Look out for experts who believe they can intuit market cycles, as unlimited faith in intuition is dangerous.

That was one of the warnings of Daniel Kahneman, a Nobel Prize winner in behavioral economics, at a conference in Manhattan on Wednesday.

It is important to know how and when one can rely on intuition, he cautioned.

“People often trust their intuition because sometimes it is the only idea that comes to mind,” he told the World Business Forum. He said some intuition, when backed by substantial history or expertise, can be useful.

“A man married for 30 years can guess his wife’s mood by one word on the telephone or just coming into a room,” he said. But many other apparently intuitive insights are merely guesses, or an anticipation of something we want to happen, but not based on fact, he said.

“Unfortunately, professionals’ intuitions do not all arise from true experience,” Kahneman wrote in one of his books, “Thinking, Fast and Slow.”
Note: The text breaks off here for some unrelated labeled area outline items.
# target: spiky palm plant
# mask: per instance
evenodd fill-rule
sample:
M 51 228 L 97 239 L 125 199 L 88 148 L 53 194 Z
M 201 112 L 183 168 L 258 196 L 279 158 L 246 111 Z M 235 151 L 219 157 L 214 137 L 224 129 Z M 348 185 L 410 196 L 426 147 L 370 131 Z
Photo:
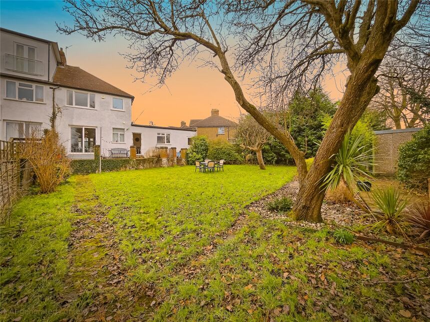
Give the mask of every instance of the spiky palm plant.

The intuition of those in the stock market is also to be questioned because the stock market’s performance “is not regular,” he said.

Indeed, valid intuitions, Kahneman writes, develop “when experts have learned to recognize familiar elements in a new situation and to act in a manner that is appropriate to it.”

Independence and skeptical judgment can be effective in avoiding a rush to what may seem a reasonable outcome, he said.

But “the intuition that something comes to you and you have a great deal of confidence in absolutely does not guarantee success,” he said.